Cos’è il Canone Rai e perché si paga
Il Canone Rai è una tassa annuale obbligatoria che serve a finanziare il servizio pubblico radiotelevisivo italiano. È collegato al semplice possesso di un apparecchio televisivo o, più generalmente, di un dispositivo in grado di ricevere trasmissioni TV.
Dal 2016, per contrastare l’evasione, il pagamento del canone è integrato nella bolletta elettrica. L’importo viene suddiviso in rate mensili così che l’addebito sia automatico e il processo più semplice per tutti.
Oggi l’importo è di 90 euro l’anno, ma non tutti sono obbligati a pagarlo: tra le categorie esenti ci sono, ad esempio, gli over 75 con redditi bassi e chi presenta una dichiarazione di non possesso di TV.
Un po’ di storia: come è cambiato il Canone negli anni
Introdotto nel 1938, il Canone Rai era inizialmente una somma quasi simbolica. Con il passare dei decenni, però, è aumentato gradualmente, seguendo lo sviluppo della tecnologia e dell’offerta dei contenuti RAI.
Negli anni ’90 il pagamento avveniva tramite bollettino postale. Poi, una vera rivoluzione: dal 2016 entra in vigore il meccanismo in bolletta. Il risultato? Riscossione più semplice e meno evasione.
2026: il rincaro che fa discutere
La notizia non è ancora ufficiale, ma i rumors parlano chiaro: il Canone 2026 potrebbe salire da 90 a 120 euro annui. Un aumento di oltre il 30% che non passa inosservato.
In un periodo di difficoltà economica, con l’inflazione e il caro vita che aggrediscono le famiglie, molti considerano questo rincaro ingiustificato e fuori tempo. Il timore è che colpisca soprattutto le fasce più deboli.
Non sorprende, quindi, che moltissimi italiani siano infuriati. Proteste si stanno già accendendo sui social e si prevede che continueranno anche nelle piazze.

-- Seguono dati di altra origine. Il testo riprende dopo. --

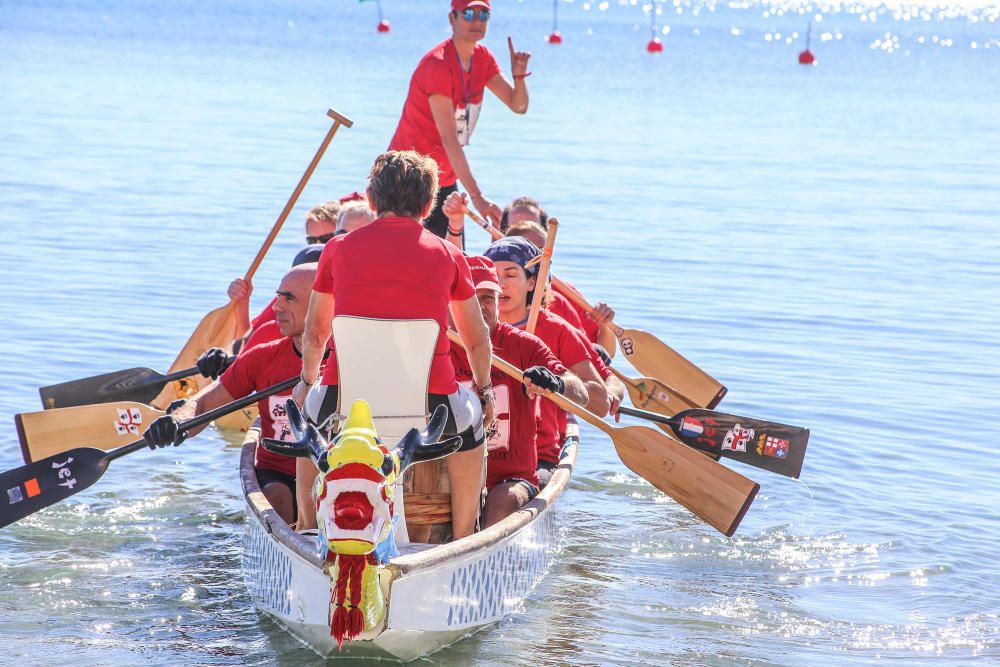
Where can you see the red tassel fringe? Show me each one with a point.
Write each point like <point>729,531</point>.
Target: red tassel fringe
<point>348,621</point>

I rischi e le reazioni dei cittadini
Quali potrebbero essere le conseguenze di un rincaro simile?
- Aumento dell’evasione: più cittadini potrebbero cercare scorciatoie per evitare il pagamento, dichiarando falsamente il non possesso di TV.

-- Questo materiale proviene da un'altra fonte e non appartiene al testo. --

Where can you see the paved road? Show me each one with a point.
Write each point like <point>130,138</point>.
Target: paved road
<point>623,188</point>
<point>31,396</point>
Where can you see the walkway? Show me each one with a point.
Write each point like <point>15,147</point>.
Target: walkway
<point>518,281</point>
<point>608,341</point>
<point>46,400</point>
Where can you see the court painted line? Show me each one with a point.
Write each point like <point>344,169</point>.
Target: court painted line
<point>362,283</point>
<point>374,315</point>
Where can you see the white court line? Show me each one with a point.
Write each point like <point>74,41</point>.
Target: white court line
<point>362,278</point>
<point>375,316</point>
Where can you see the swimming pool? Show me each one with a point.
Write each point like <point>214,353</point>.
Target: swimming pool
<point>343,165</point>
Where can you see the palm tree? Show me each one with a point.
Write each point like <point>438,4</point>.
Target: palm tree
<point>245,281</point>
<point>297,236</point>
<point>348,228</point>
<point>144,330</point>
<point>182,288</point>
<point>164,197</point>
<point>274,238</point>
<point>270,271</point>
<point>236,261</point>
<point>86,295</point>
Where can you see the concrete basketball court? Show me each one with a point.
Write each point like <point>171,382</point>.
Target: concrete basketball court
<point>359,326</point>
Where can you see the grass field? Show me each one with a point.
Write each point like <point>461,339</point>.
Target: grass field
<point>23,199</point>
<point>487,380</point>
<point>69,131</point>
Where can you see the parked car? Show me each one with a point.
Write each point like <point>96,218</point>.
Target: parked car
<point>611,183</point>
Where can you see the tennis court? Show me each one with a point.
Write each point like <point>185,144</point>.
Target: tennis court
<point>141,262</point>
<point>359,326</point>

- Proteste crescenti: si parla di petizioni, manifestazioni e richieste di abolizione.
- Calata fiducia nel servizio pubblico: molti si chiedono se la RAI valga davvero il prezzo richiesto.
C’è anche chi propone un’alternativa: ristrutturare le spese della RAI e rendere l’azienda più efficiente, invece di far pagare sempre di più ai contribuenti.

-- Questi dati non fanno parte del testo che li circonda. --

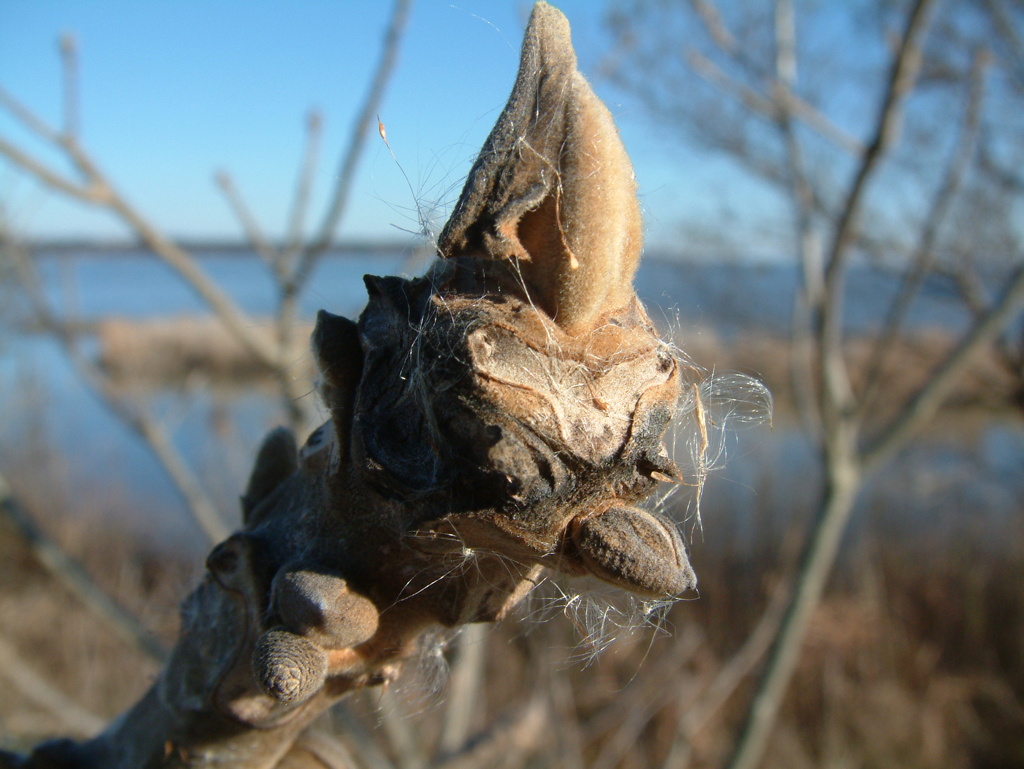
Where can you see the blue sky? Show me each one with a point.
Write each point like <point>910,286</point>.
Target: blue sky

Come pagare (o non pagare) il Canone Rai
Il pagamento è automatico per chi ha un contratto di fornitura elettrica residente. Ma ci sono eccezioni:
- Over 75 con reddito annuo inferiore a 8.000 euro: esenti dal pagamento.
- Chi non possiede un televisore: può presentare una dichiarazione di non detenzione.
- Fabbricati non abitati, o seconde case non a uso residenziale: anche in questo caso è possibile evitare il pagamento con la giusta documentazione.
Le informazioni aggiornate su scadenze e documentazione sono sempre disponibili sul sito ufficiale dell’Agenzia delle Entrate. Essere informati aiuta a evitare sanzioni e sorprese spiacevoli.
Una questione ancora aperta
Il Canone Rai non è solo una tassa. È un simbolo del rapporto tra Stato e cittadini, tra servizio pubblico e libertà individuale. Ogni cambiamento, specie se economico, alimenta il dibattito.
L’aumento previsto per il 2026, se confermato, rischia di essere uno dei temi più caldi nei prossimi mesi. La domanda è sempre la stessa: la qualità dell’offerta giustifica il prezzo richiesto?
Una cosa è certa: i contribuenti meritano trasparenza, efficienza e valore. In un’epoca in cui le piattaforme streaming crescono e il panorama mediatico cambia rapidamente, anche il servizio pubblico deve evolversi.
Conclusione
Il possibile aumento del Canone Rai 2026 da 90 a 120 euro ha riacceso una polemica mai sopita. Mentre alcuni lo difendono come necessario alla qualità del servizio, altri lo considerano un onere insostenibile.
Serve più chiarezza, più dialogo e – perché no – una riflessione profonda sul ruolo della RAI nel mondo digitale di oggi. In attesa dell’ufficialità, è fondamentale rimanere aggiornati e capire quali saranno i veri impatti sulle nostre tasche.